Review Titane: Demon Cadillac Spawn

Watching this file I was struck with the idea that the French love the absurd. I find that good French art and philosophy is often born from some wacky premise meant to upend the viewer and challenge the solid assumption of the ground you stand upon.
This avant-guarde tendency, like all barrier crashing impulses, runs the risk of catastrophic failure… and even when successful, alienates a giant portion of your potential viewership.
What is so treacherous of this image of a pipe? Of course it’s a damn pipe; why are you wasting my time with this nonsense?
The dismissal from the audience can only be over-come if the auteur is so bold that the thumbing their nose creates a vortex strong enough to pull in a requisite portion of the curious.
Well, Titane I think achieves this balance very well. With hyper-violence, erratic imagery, sexually explicit scenes, deeply disturbing and uncomfortable situations, confusing and otherworldly plots lines. It’s a frenetic mix of extremities that surprisingly binds the viewer to a tender and humane portrait.
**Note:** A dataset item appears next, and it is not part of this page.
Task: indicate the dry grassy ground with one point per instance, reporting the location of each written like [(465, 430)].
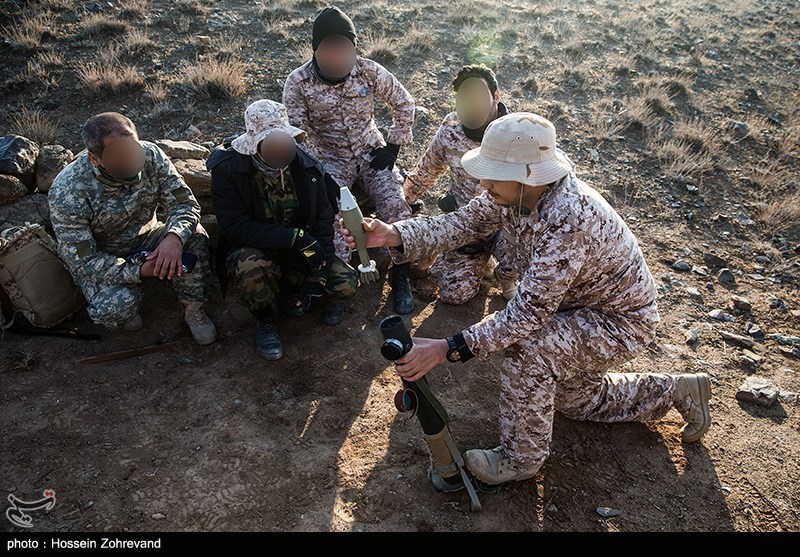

Consider the purposeful casting of our main character, Alexis, as an inhuman monster; someone who is born wrong. A deviant whose heinous acts seem beyond redemption.
Then consider the subtle touch of her relationship with her father. After Alexis had been absurdly impregnated with what can only be considered chrome semen from a demon Cadillac, we find her sitting on the couch eating a bowl of cereal while watching television. Her father slinks around, clearly uncomfortable with her presence.
He’s not so much in tuned with her psychopathy as he is a cold and distant parent who doesn’t protect and shelter his child. Whether this can be seen as a failing or a reasonable reaction is the question posed to the user.
The graphic nature of the cinematography is both a feast and a clever juxtaposition. It paces perfectly with the movie. The hyper violence is utilitarian and is meant to en-rapture us. And from this over contrasting a strong them of sexual stereo-typing emerges. Men are macho, women are sex objects.
And though it appears obvious at first, we find that our protagonist is neither gay nor straight, and more animal, or possibly machine than human.
Or rather, that is the fundamental question the film posits.
Alexis is clearly an animal at her base, and is confused by human reactions. Maybe not so much heartless as she is untamed, and potentially unloved.
She is also a killer, first justly, then rampantly, destroying any assumption of her humanity.
It is both a plot device, pushing the story along, and a narrative device, helping explain the character’s motivations.
Alexis has a titanium plate embedded on the right side of her head, and the exposed scar resembles a brain. That organic metaphor aligns with a sub-theme of the story, where objects are biological and humans are cold and mechanical.
I am also struck by the raw imagery of her naked body. I feel it is used to punctuate her animal and human frame to prime us for the contrast of the mechanical. This dichotomy of machine vs human, animal instinct vs humanity.
There is no love or care from her father, so she finds identity and sexual gratification from the inanimate. It provides fuel for her animal lust. She later fucks a fire-truck for good measure. Alexis has a type.
The film states things quickly... her relationship with her father is broken, she is a problematic child, she operates in a society that values her body as an object... all of these things justify her actions. Even killing a potential female lover.. this is done to kill your expectation of her as a lesbian and as a human, before rebuilding her into a character deserving empathy.
There are two very difficult scenes where Alexis mutilates herself. The first to end her pregnancy, instigates an instant empathetic response from anyone with a pulse. The second is when she breaks her nose on the bathroom sink to escape the law.